O sistema político chinês é bastante sui generis, e nele concorrem e contribuem diversas correntes de pensamento. A maioria delas é nativa, mas há também algumas influências intelectuais estrangeiras que contribuíram para a construção do poder político do Estado chinês. Uma dessas influências é a do jurista alemão Carl Schmitt, que exerceu grande influência sobre o constitucionalismo chinês, bem como sobre os dispositivos de estado de exceção da China.
Acredita-se geralmente que o interesse pelo pensamento de Carl Schmitt na China começou nos anos 90: ou seja, numa época em que o “modelo chinês”, apesar do fracasso do “tumulto” pró-ocidental da Praça Tian’anmen, parecia destinado a ser derrotado e esmagado pelo instante unipolar. Neste contexto, a elaboração teórica do jurista alemão foi percebida como um instrumento útil para reconstruir a unidade nacional em torno da figura soberana representada pelo Partido. A ascensão da República Popular à categoria de grande potência acalmou os temores de um possível impulso externo para sua dissolução (que, no entanto, continua sendo o principal objetivo estratégico do “Ocidente”); no entanto, as idéias de Schmitt permaneceram e continuaram a influenciar a filosofia política e a geopolítica chinesa, sobretudo em referência ao esquema da “China única” e ao confronto com os Estados Unidos. Aqui tentaremos abordar a influência do pensamento de Carl Schmitt na China em dois contextos diferentes (embora interligados): o constitucionalismo chinês e a relação entre o governo central e a Região Administrativa Especial de Hong Kong[1].
De Berlim a Pequim
A influência de Carl Schmitt na China vai muito além do círculo de filósofos políticos. Gao Quanxi e Chen Duanhong, eminentes expoentes do constitucionalismo político chinês, utilizaram a elaboração teórica de Schmitt para compreender em sua essência a natureza da Constituição da República Popular.

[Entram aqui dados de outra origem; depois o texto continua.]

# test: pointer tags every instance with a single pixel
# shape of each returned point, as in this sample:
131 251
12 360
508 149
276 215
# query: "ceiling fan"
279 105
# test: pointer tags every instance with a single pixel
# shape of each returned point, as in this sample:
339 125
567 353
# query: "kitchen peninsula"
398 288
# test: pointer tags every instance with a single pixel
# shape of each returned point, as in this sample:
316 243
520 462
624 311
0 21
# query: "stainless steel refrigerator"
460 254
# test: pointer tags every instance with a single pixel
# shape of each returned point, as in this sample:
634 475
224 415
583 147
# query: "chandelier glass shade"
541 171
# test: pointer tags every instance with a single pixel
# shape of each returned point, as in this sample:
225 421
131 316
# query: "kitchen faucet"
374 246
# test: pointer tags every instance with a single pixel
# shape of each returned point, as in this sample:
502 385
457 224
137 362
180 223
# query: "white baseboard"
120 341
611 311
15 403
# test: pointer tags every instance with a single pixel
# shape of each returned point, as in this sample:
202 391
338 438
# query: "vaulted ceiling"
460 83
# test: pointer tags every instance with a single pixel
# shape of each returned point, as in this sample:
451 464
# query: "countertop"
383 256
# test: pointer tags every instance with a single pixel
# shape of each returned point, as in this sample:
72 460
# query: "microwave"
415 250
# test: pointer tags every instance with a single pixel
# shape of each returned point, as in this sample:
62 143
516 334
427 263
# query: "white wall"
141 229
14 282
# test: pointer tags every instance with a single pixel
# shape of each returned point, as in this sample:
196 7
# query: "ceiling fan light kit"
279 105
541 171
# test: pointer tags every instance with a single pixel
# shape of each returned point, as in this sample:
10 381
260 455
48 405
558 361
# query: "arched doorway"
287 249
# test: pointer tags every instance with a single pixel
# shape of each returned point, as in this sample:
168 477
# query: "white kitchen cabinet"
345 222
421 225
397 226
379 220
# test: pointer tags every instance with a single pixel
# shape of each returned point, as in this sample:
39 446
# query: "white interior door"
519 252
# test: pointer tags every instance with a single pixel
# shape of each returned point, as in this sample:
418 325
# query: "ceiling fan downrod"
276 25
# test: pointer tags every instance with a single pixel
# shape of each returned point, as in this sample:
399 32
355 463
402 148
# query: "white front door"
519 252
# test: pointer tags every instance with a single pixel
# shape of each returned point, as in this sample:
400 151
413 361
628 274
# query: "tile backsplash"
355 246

O constitucionalismo político é uma escola de pensamento que utiliza uma metodologia inteiramente nova de interpretação constitucional. De fato, ela se baseia em uma interpretação “política” e não uma interpretação normativa do texto constitucional.
Tradicionalmente, a teoria constitucional chinesa era (e em muitos aspectos ainda é) fundada em uma abordagem ideológica, baseada no modelo marxista, que considera a Constituição como o produto inevitável da classe hegemônica/dominante. Associada a isto está uma teoria constitucional normativa (influenciada pelo modelo “ocidental”) segundo a qual o núcleo dos valores do constitucionalismo é a proteção das liberdades individuais. Conseqüentemente, as normas destinadas a proteger os direitos individuais assumem um papel proeminente dentro do projeto constitucional. Entretanto, o objetivo da teoria constitucional normativa não é explorar o fenômeno por trás da norma, mas a própria norma. Portanto, a natureza de “classe” da Constituição, neste caso, sendo o “fenômeno por trás da norma”, não é investigado com particular atenção.
Gao Quanxi, por sua vez, argumenta que nenhuma destas teses é capaz de compreender a natureza da verdadeira ordem constitucional chinesa[2]. De fato, o constitucionalismo político se concentra principalmente no instante da criação constitucional (não em normas) e explora as raízes políticas da Constituição. Neste sentido, o constitucionalismo político tem dois objetivos: a) esclarecer a realidade da Constituição da China (ou seja, as regras do poder operando na realidade política); b) examinar a questão da justiça na Constituição (ou seja, a possível criação de um sistema normativo capaz de conter o poder político).
O objetivo do constitucionalismo político, portanto, é descobrir como dar fim à “Revolução”: ou melhor, como submeter as políticas revolucionárias à política constitucional e submeter o poder norteador do Partido à soberania do Congresso Nacional do Povo.
A Constituição Chinesa de 1982 é uma Constituição em que o elemento político goza de um status dominante. Este elemento político naturalmente refere-se ao momento da fundação política da Constituição como o resultado de uma “decisão política” no sentido schmittiano do termo: assim, como “ato soberano”. A Revolução, como um “ato de violência”, é o fundamento da Constituição. Entretanto, segundo Gao, ela contém elementos revolucionários e “desrevolucionários”[3]. Ela coloca (ou tenta colocar) um freio ao impulso revolucionário e à teoria radical da luta de classes do maoísmo, estabelecendo, através da lei, a ordem social e política. A Constituição, de fato, representa a passagem entre o momento excepcional da decisão e a normalidade política voltada para a conservação.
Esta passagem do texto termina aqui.